Spike Sorting Becomes Fully Automated

A potentially game-changing algorithm eliminates manual sorting in the analysis of neural signals.

Raw voltage recordings from a 16-channel probe. These data are fed into the spike sorting algorithm. Credit: Chung et al. Neuron 2017

New technologies allow neuroscientists to record the activity of hundreds to thousands of cells. But sorting through all those data — a mess of electrical spikes from many different cells — is a challenge. To make sense of it, researchers need to figure out which spike came from which cell, often a prohibitively laborious process.

More and more neuroscientists are reaching the point where they can no longer do this kind of analysis by hand. “Automating spike sorting is something we absolutely have to have for the next generation of neuroscience studies,” says Jonathan Pillow, a neuroscientist at Princeton University and an investigator with the Simons Collaboration on the Global Brain (SCGB). “With these large-scale datasets, it will not be feasible for humans to do spike sorting anymore.”

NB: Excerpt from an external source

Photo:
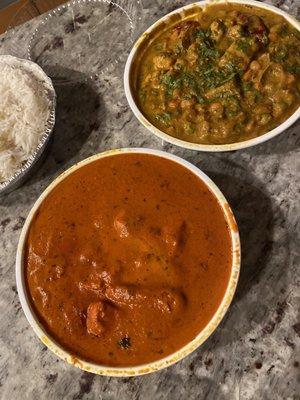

A new, fully automated method to sort spikes, published in Neuron in September, could help solve this problem. The software, called MountainSort, was developed at the Simon Foundation’s Flatiron Institute, in close collaboration with Loren Frank, a neuroscientist at the University of California, San Francisco and an SCGB investigator. “The objective is to get humans out of the equation as much as possible,” Frank says. Researchers have made MountainSort freely available on GitHub.

“For this application, we think it’s better than any of the other algorithms,” says Jeremy Magland, a data scientist at the Flatiron’s Center for Computational Biology who developed MountainSort.

Frank says the technology has been transformative in his own lab, which is working on high-density recordings with polymer electrodes. “We have been able to sort data that would have taken years in days to weeks,” he says. “You can use it with little or no human intervention, which is the main problem with other spike-sorting algorithms.”

Elizabeth Buffalo, a neuroscientist at the University of Washington in Seattle, and an early adopter of MountainSort, concurs. Her lab recently started using arrays with 124 electrodes, making manual sorting untenable. “We were really facing a bottleneck of not being able to analyze our data,” says Buffalo, an SCGB investigator. “We just started using MountainSort, but it feels like a game changer for our lab.”

Multi-electrode arrays are made up of tens — sometimes hundreds — of electrodes, all recording neural activity from overlapping subsets of cells. Multiple electrodes detect each spike, creating a complex jumble of electrical signals. Scientists typically attribute specific spikes to individual cells based on the shape of the voltage trace, or waveform. However, neurons with similar locations and geometries can produce nearly identical electrical responses, making it difficult to distinguish between them.

Humans sort spikes by clustering like spikes together. Researchers plot each spike in two-dimensional space according to different variables, such as the amplitude of the waveform. Waveforms from the same cell will cluster together, providing a clear way to group activity from individual cells. But the process is laborious.

Spike-sorting algorithms take the same approach on a much larger scale. However, most require human intervention to make sure the clustering is accurate. Clusters with certain patterns, such as a non-Gaussian distribution, can prove troublesome. “One of the challenges with spike sorting is that signals are complicated and not easy to describe mathematically,” Frank says.

The MountainSort algorithm iteratively evaluates clusters. Credit: Chung et al. Neuron 2017

MountainSort removes the human-review step by employing an algorithm that makes few assumptions about the data it processes. The program starts by over-sorting spike data into many small clusters. Then, it iteratively evaluates whether neighboring clusters should be joined, by looking at the density of data points in those pairs of clusters.

Since the paper was published in early September, Magland has received daily inquiries about the software. He estimates that roughly a dozen labs are starting to use the software, with 10 to 20 more considering it.

In addition to speeding up spike sorting, researchers say that MountainSort will generate more reproducible data, because it removes the subjectivity that comes with manual sorting. “You can share data because it’s not subject to a user’s arbitrary decisions,” Frank says. Users can annotate the software’s clusters, but the original clustering is preserved, allowing outside researchers to evaluate the quality of the data.

“We really like the motivation of having something completely automated; I think that’s going to enhance rigor and reproducibility across labs,” Buffalo says. “It’s harder to take the dataset at face value if you don’t know the quality of sorting that went into it.”

One challenge the researchers are still working on is how to deal with electrodes that drift in the brain over time. “In long recordings, the shapes of the waveforms change due to slight movements of the implanted electrode or other factors,” Magland says. In these cases, the algorithm may mistakenly categorize spikes over time as coming from two different cells. Magland and his colleagues are working to develop techniques to overcome this and other challenges.